Sektor-sektor unggulan ini mampu tumbuh signifikan di tengah perlambatan ekonomi global dan memberikan kontribusi besar terhadap ekonomi nasional.
“Pada triwulan III tahun 2016, kinerja mereka di atas 5-6 persen. Misalnya, industri makanan dan minuman yang tumbuh 9,8 persen, hampir dua kali lipat dari pertumbuhan ekonomi,” kata Menteri Perindustrian Airlangga Hartarto lewat keterangan tertulis di Jakarta, Minggu.
Airlangga menyampaikan hal itu ketika menjadi narasumber pada Indonesianisme Summit 2016 yang diselenggarakan Ikatan Alumni Institut Teknologi Bandung (IA-ITB) di Jakarta.
Selanjutnya, Airlangga menyebut industri barang galian bukan logam tumbuh sebesar 7,2 persen, industri kulit, barang dari kulit dan alas kaki sebesar 6,9 persen, serta industri barang logam, komputer, barang elektronik, optik dan peralatan listrik sebesar 6,2 persen. “Tidak berarti sektor-sektor lain yang pertumbuhannya rendah, tidak juara. Seperti di sektor agro, industri olahan CPO dan kertas kita, cukup berdaya saing di pasar ekspor,” ungkap Airlangga.
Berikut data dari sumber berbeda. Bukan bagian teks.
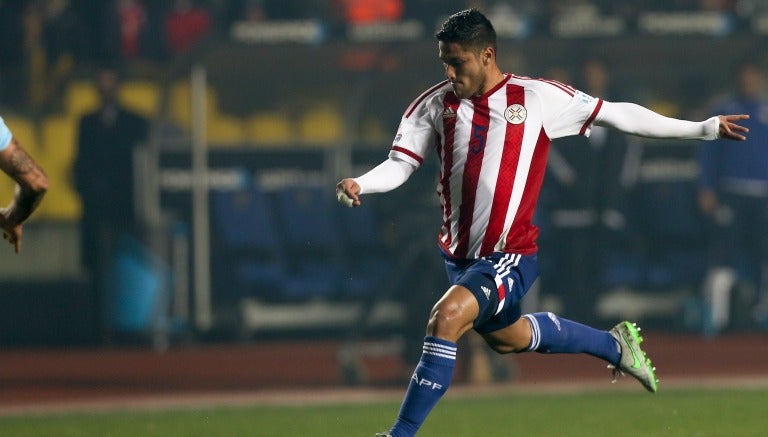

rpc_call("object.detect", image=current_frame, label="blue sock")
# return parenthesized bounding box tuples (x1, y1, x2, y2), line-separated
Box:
(389, 336, 457, 437)
(523, 312, 620, 365)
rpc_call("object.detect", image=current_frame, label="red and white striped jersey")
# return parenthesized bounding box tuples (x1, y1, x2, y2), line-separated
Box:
(389, 74, 603, 259)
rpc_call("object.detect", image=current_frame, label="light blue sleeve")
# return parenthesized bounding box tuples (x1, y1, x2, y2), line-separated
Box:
(0, 116, 12, 151)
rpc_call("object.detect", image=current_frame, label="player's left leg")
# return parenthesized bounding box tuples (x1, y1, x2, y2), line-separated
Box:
(385, 284, 478, 437)
(481, 312, 620, 363)
(481, 313, 658, 392)
(473, 250, 658, 392)
(466, 253, 616, 362)
(384, 252, 527, 437)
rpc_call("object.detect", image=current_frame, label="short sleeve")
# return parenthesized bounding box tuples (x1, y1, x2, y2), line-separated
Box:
(0, 116, 12, 151)
(388, 89, 442, 166)
(538, 84, 603, 139)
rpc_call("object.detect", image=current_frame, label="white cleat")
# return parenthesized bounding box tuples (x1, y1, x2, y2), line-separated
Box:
(608, 321, 659, 393)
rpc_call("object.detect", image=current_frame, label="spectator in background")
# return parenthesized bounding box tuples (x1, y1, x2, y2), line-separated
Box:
(333, 0, 404, 25)
(117, 0, 147, 58)
(698, 61, 768, 333)
(41, 0, 79, 66)
(15, 1, 79, 110)
(164, 0, 211, 56)
(239, 0, 267, 22)
(74, 67, 148, 338)
(88, 0, 165, 63)
(35, 0, 80, 110)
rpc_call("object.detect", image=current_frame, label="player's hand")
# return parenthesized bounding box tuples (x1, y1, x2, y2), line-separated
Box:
(336, 178, 362, 207)
(717, 114, 749, 140)
(0, 207, 22, 253)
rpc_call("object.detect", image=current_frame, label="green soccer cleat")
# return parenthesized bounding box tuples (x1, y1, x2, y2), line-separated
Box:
(608, 321, 659, 393)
Di samping itu, industri alat angkutan juga didorong menjadi sektor andalan Tanah Air. “Kami telah berbicara dengan prinsipal industri otomotif Jepang, mereka sepakat akan mengekspor produk dari Indonesia ke belahan bumi selatan," ujarnya.
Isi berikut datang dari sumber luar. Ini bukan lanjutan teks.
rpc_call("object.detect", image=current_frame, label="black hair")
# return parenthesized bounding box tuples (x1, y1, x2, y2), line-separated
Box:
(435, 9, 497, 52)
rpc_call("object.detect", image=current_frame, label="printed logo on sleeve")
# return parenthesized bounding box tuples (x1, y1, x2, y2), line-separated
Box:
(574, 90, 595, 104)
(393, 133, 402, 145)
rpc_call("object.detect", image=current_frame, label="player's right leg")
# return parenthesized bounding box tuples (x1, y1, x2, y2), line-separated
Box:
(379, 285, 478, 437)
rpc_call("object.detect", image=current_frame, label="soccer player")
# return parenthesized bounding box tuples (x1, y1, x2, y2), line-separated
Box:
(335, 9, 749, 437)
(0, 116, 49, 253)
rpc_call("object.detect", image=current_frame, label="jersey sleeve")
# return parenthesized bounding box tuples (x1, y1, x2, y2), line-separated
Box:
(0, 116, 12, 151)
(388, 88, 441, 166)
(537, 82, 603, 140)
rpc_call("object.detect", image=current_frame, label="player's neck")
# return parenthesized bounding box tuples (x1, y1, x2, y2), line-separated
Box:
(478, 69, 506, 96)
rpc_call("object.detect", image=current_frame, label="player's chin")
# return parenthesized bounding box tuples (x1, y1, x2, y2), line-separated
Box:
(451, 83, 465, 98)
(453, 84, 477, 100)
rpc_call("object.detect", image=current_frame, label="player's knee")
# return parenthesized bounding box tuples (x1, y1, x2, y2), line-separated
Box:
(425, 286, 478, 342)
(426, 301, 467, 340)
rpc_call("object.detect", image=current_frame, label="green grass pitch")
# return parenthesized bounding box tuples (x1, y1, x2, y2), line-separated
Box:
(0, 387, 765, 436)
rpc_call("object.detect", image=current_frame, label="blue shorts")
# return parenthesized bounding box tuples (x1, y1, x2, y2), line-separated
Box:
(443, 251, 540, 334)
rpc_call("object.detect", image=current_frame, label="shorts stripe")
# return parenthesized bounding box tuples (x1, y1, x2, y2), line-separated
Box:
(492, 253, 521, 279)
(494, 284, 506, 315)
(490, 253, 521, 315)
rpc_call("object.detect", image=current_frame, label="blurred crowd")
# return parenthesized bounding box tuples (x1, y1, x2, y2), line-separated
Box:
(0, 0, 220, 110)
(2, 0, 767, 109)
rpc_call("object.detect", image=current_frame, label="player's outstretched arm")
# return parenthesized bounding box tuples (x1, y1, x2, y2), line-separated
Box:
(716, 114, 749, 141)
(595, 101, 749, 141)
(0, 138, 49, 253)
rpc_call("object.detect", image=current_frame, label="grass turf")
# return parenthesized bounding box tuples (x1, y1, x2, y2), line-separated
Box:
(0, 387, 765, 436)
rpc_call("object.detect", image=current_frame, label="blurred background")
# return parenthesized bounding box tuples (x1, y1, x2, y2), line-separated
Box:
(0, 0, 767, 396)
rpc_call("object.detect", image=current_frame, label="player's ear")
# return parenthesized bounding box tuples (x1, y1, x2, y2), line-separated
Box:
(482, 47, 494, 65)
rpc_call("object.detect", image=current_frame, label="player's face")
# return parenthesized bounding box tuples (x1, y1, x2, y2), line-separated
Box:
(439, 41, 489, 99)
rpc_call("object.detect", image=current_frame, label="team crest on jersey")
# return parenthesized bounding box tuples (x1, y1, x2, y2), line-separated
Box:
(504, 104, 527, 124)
Kemudian, Indonesia juga dijadikan basis ekspor sepeda motor ke seluruh dunia dengan local content-nya yang sudah mencapai 90 persen. Di mana innovation center mereka pun ada di Indonesia.
Menurutnya, hingga saat ini, sektor industri pengolahan non-migas masih menjadi pendongkrak utama dalam pertumbuhan ekonomi nasional dengan menyumbangkan 18 persen, meskipun perhitungannya mulai dari pengolahan bahan baku sampai di pintu pabrik.
“Value chain industri tidak hanya sampai di pintu pabrik, tetapi hingga kepada konsumen atau industri lainnya,” ujar Airlangga.
Ia meyakini, apabila perhitungan kontribusi industri ditambah dengan jasa terkait industri, kontribusinya bisa meningkat hingga 28 persen.
Contohnya, saat bicara industri tekstil, di setiap kampung di Indonesia, pasti memiliki penjahit. Sedangkan untuk industri otomotif, akan ada bengkel, distributor, sampai ke jasa tambal ban dan yang lain.
Sementara itu, Ketua Umum Pengurus Pusat IA-ITB Ridwan Djamaluddin mengatakan, ekonomi Indonesia tumbuh cukup baik, sebesar lima persen hingga kuartal III tahun ini. Demikian pula dengan indikator ekonomi lainnya. Akan tetapi, IA-ITB beranggapan itu saja tidak cukup.
"Oleh karenanya, diperlukan semangat Indonesianisme untuk mencintai produk Indonesia, membangun sinergi dan membentuk jejaring industri, manufaktur dan infrastuktur antara pemerintah, BUMN, korporasi swasta serta teknopreneur," paparnya.
Hal tersebut, lanjutnya, mutlak diperlukan untuk membangun Indonesia menjadi bangsa pemenang di sektor industri manufaktur.
Menurut Ridwan, IA-ITB yang memiliki kompetensi dalam bidang teknologi akan terus mendorong bangsa Indonesia menjadi bangsa pemenang yang memiliki daya saing kuat, menguasai teknologi serta dapat mewujudkan ketahanan ekonomi nasional.